There is growing concern in Fianna Fáil that the long-drawn-out government formation talks are "running out of road".
The party wants the negotiations with Fine Gael and the Green Party to reach a conclusion in the next 24 hours so there is enough time for its 15,000 members to approve a government deal.
But as the talks drag on, key issues like the State pension age and the Green Party's demand to cut carbon emissions by 7pc a year remain unresolved.
The end of June has been identified by Taoiseach Leo Varadkar as a "hard deadline" for a new government to be in place due to urgent legislation that needs to be passed.
There is a belief among negotiators that a deal can be reached this week, but Fianna Fáil is particularly keen to get the process finished due to the logistical challenge of consulting with its members by postal ballot.
A party source said "it has to happen" for this reason and predicted that a programme for government will be agreed as the "vast majority" of issues are resolved. Their goal is to have the deal done so Fianna Fáil TDs and senators can consider it at a meeting tomorrow.
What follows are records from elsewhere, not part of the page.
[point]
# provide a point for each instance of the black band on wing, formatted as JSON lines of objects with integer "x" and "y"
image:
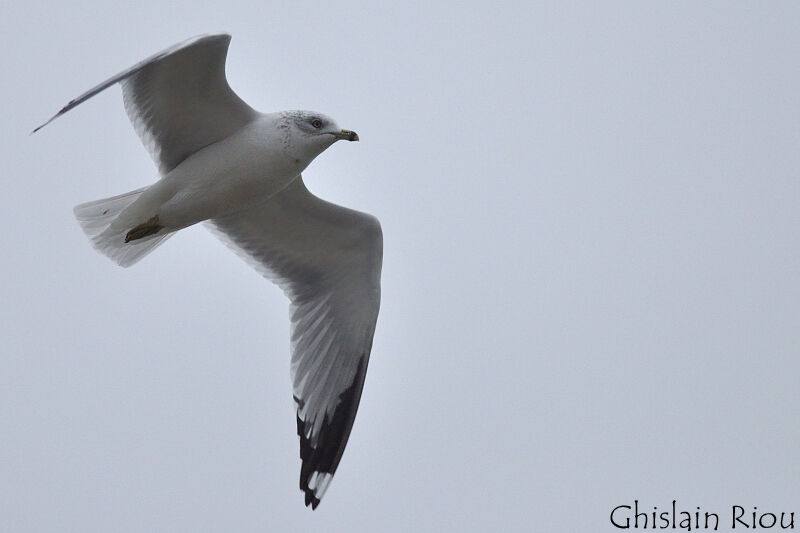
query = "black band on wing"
{"x": 332, "y": 436}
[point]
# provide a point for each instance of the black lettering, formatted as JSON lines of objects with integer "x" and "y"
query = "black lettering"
{"x": 738, "y": 517}
{"x": 627, "y": 518}
{"x": 716, "y": 520}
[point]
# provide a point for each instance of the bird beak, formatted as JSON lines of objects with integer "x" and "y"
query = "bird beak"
{"x": 346, "y": 135}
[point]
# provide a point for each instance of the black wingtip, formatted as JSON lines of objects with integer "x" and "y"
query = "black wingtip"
{"x": 311, "y": 499}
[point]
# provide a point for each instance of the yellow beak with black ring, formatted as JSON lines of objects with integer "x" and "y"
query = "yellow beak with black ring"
{"x": 346, "y": 135}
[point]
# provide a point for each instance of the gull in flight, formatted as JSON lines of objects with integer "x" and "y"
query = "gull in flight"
{"x": 239, "y": 171}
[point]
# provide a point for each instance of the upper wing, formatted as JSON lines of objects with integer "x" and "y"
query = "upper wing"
{"x": 327, "y": 259}
{"x": 178, "y": 99}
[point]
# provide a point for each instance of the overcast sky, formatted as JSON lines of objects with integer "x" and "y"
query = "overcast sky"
{"x": 591, "y": 278}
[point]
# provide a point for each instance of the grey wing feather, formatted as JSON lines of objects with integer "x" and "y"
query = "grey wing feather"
{"x": 327, "y": 259}
{"x": 178, "y": 100}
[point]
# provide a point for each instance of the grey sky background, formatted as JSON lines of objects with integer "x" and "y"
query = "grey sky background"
{"x": 591, "y": 278}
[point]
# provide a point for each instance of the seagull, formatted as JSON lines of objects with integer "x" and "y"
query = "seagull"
{"x": 239, "y": 171}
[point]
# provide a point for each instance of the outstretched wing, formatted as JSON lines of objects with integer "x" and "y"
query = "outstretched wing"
{"x": 327, "y": 259}
{"x": 178, "y": 99}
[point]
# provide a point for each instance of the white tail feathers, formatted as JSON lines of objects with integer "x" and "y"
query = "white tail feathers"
{"x": 107, "y": 221}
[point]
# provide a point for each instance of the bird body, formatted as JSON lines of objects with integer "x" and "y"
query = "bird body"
{"x": 238, "y": 170}
{"x": 248, "y": 167}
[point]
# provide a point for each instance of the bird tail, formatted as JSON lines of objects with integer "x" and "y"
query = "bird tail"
{"x": 107, "y": 222}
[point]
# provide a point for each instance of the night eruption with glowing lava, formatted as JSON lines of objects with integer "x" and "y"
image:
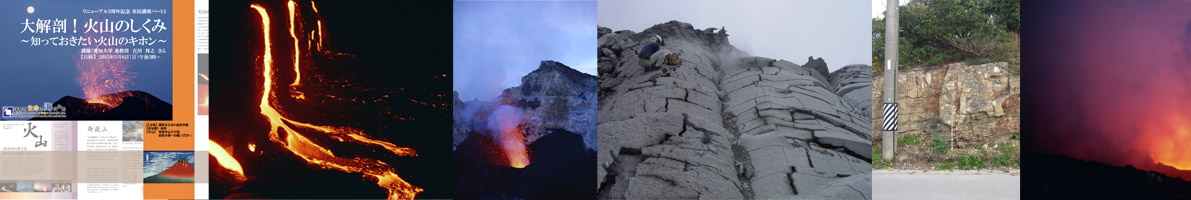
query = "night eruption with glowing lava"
{"x": 338, "y": 118}
{"x": 91, "y": 70}
{"x": 524, "y": 122}
{"x": 505, "y": 123}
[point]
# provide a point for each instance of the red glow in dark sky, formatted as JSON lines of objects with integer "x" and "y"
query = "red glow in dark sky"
{"x": 1109, "y": 81}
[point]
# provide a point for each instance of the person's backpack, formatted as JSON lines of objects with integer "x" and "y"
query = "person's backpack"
{"x": 672, "y": 60}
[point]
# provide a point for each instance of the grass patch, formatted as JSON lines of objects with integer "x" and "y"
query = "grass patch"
{"x": 939, "y": 144}
{"x": 878, "y": 162}
{"x": 1008, "y": 155}
{"x": 908, "y": 139}
{"x": 947, "y": 166}
{"x": 971, "y": 162}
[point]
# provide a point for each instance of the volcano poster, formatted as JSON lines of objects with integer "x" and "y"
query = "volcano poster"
{"x": 87, "y": 61}
{"x": 169, "y": 167}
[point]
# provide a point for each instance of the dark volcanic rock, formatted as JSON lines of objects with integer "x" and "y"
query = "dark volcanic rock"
{"x": 1054, "y": 176}
{"x": 725, "y": 124}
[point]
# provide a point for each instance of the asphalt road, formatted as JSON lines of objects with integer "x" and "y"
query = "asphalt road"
{"x": 946, "y": 185}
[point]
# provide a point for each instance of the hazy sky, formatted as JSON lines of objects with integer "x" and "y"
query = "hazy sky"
{"x": 496, "y": 43}
{"x": 1109, "y": 88}
{"x": 836, "y": 31}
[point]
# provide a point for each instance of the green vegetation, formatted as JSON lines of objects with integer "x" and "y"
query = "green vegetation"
{"x": 971, "y": 162}
{"x": 908, "y": 139}
{"x": 878, "y": 162}
{"x": 940, "y": 145}
{"x": 945, "y": 31}
{"x": 946, "y": 166}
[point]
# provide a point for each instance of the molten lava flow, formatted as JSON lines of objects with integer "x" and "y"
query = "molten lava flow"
{"x": 225, "y": 160}
{"x": 317, "y": 155}
{"x": 292, "y": 16}
{"x": 319, "y": 30}
{"x": 506, "y": 124}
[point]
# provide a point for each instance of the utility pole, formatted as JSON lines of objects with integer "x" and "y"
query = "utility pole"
{"x": 889, "y": 125}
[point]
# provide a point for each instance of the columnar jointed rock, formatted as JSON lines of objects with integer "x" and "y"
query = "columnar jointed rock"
{"x": 978, "y": 104}
{"x": 727, "y": 125}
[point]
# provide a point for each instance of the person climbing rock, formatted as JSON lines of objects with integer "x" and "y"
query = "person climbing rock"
{"x": 652, "y": 56}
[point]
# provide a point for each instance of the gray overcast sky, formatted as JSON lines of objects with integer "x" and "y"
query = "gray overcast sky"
{"x": 793, "y": 30}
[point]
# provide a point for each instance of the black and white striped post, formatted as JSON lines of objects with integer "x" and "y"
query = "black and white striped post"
{"x": 889, "y": 125}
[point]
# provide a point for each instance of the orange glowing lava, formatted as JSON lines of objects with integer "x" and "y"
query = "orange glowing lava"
{"x": 225, "y": 160}
{"x": 518, "y": 157}
{"x": 1173, "y": 149}
{"x": 505, "y": 120}
{"x": 315, "y": 154}
{"x": 292, "y": 16}
{"x": 319, "y": 30}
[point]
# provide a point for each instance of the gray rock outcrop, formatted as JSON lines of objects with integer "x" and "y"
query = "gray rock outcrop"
{"x": 728, "y": 125}
{"x": 977, "y": 104}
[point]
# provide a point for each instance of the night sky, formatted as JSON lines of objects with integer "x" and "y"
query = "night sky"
{"x": 1108, "y": 81}
{"x": 496, "y": 43}
{"x": 31, "y": 75}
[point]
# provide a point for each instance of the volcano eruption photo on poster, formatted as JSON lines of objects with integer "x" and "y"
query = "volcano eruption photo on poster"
{"x": 87, "y": 61}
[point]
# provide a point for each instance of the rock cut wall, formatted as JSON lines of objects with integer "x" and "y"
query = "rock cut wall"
{"x": 977, "y": 104}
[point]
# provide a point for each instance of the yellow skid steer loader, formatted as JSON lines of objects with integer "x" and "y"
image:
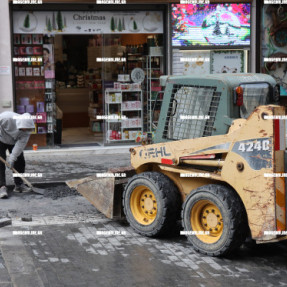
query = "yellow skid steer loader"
{"x": 218, "y": 164}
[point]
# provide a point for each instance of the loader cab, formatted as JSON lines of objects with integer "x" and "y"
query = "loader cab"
{"x": 201, "y": 106}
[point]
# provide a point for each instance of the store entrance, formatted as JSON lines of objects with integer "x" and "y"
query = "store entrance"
{"x": 94, "y": 84}
{"x": 73, "y": 90}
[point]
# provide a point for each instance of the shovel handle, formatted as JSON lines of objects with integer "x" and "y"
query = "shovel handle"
{"x": 15, "y": 171}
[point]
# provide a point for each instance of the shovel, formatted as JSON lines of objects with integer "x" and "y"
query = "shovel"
{"x": 34, "y": 189}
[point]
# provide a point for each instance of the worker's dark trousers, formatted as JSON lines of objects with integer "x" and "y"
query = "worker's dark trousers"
{"x": 19, "y": 164}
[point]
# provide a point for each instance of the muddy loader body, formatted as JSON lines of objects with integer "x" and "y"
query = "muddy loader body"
{"x": 217, "y": 164}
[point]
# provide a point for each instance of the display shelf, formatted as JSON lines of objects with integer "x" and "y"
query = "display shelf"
{"x": 150, "y": 89}
{"x": 129, "y": 102}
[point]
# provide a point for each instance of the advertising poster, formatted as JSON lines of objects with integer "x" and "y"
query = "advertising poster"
{"x": 191, "y": 62}
{"x": 213, "y": 24}
{"x": 227, "y": 62}
{"x": 274, "y": 43}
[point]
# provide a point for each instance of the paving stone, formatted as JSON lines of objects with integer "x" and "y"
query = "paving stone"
{"x": 5, "y": 221}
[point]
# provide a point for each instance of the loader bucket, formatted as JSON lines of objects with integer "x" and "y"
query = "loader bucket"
{"x": 105, "y": 193}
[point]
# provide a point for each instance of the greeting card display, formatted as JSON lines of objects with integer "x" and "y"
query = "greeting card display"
{"x": 41, "y": 118}
{"x": 36, "y": 72}
{"x": 30, "y": 109}
{"x": 39, "y": 85}
{"x": 22, "y": 72}
{"x": 37, "y": 51}
{"x": 40, "y": 107}
{"x": 49, "y": 107}
{"x": 29, "y": 71}
{"x": 22, "y": 51}
{"x": 20, "y": 109}
{"x": 17, "y": 39}
{"x": 16, "y": 51}
{"x": 37, "y": 39}
{"x": 24, "y": 101}
{"x": 42, "y": 130}
{"x": 35, "y": 130}
{"x": 50, "y": 128}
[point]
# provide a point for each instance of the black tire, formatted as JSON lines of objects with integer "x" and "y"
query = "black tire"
{"x": 233, "y": 216}
{"x": 167, "y": 200}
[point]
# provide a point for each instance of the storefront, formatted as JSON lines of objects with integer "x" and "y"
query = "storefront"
{"x": 273, "y": 58}
{"x": 88, "y": 77}
{"x": 94, "y": 78}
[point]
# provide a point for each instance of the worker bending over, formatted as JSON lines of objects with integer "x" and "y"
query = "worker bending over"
{"x": 15, "y": 132}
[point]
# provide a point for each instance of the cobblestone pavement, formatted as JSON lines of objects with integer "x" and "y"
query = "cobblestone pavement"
{"x": 59, "y": 168}
{"x": 72, "y": 251}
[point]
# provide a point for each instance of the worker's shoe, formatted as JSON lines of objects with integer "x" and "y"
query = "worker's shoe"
{"x": 3, "y": 192}
{"x": 22, "y": 188}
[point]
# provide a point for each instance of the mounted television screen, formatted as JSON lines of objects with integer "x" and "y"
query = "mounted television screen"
{"x": 210, "y": 25}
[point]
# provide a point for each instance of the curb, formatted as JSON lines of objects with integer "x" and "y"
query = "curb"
{"x": 82, "y": 151}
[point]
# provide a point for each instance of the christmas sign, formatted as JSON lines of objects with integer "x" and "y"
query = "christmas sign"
{"x": 87, "y": 22}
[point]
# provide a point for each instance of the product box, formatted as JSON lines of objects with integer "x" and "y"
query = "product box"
{"x": 22, "y": 51}
{"x": 24, "y": 101}
{"x": 49, "y": 107}
{"x": 35, "y": 130}
{"x": 29, "y": 50}
{"x": 49, "y": 74}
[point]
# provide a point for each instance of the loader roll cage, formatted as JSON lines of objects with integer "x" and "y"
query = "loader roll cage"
{"x": 192, "y": 111}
Another Fianna Fáil source said: "I still think a deal will be done this week, but we're running out of road in terms of getting it out to the members."
The unresolved issue of the pension age is said to be "rumbling along in the background", with the source warning "it's not going away".
Fianna Fáil wants the rise in the pension age to 67, due to happen next year, to be delayed pending a review.
This has been resisted by Fine Gael, which has been insisting on it being increased in line with a long-running strategy aimed at reducing State pension costs - albeit with a transitional payment for people until they reach 67.
There is a belief in Fianna Fáil that there is a "pathway" to reach a compromise on the issue.
The Green Party's key demand for a more ambitious yearly target of 7pc for cutting greenhouse gases may prove more difficult to resolve.
Negotiating teams for the three parties were last night understood to be thrashing out policies in the areas of agriculture and transport.
During a Dáil debate on climate action, Fine Gael Environment Minister Richard Bruton batted off questions related to the ongoing talks.
But he stressed the difficulty of measuring specific targets when Labour's Seán Sherlock asked for clarity on the Greens' 7pc demand.
Mr Bruton said his department had been looking at options to "dramatically increase our ambition".
He added: "As for saying there is an accurate way of moving from 3.5pc to 7pc or any other percentage, I do not think we are at that level of sophistication in the modelling at all yet."
He also said there will be challenges meeting targets in the new European Union 'Green Deal'.
"The reality is that we will probably end up in a position like Denmark, which has committed to high ambition but cannot specify all of the pathway.
"That is the reality we will have to follow," he said.
Fine Gael was last night said to be "determined to get a deal done" while acknowledging there was "still a lot of work to do". Among its priorities in recent days has been to ensure there is a jobs stimulus package in the first 100 days of government to help sectors like retail and tourism recover from the coronavirus shock.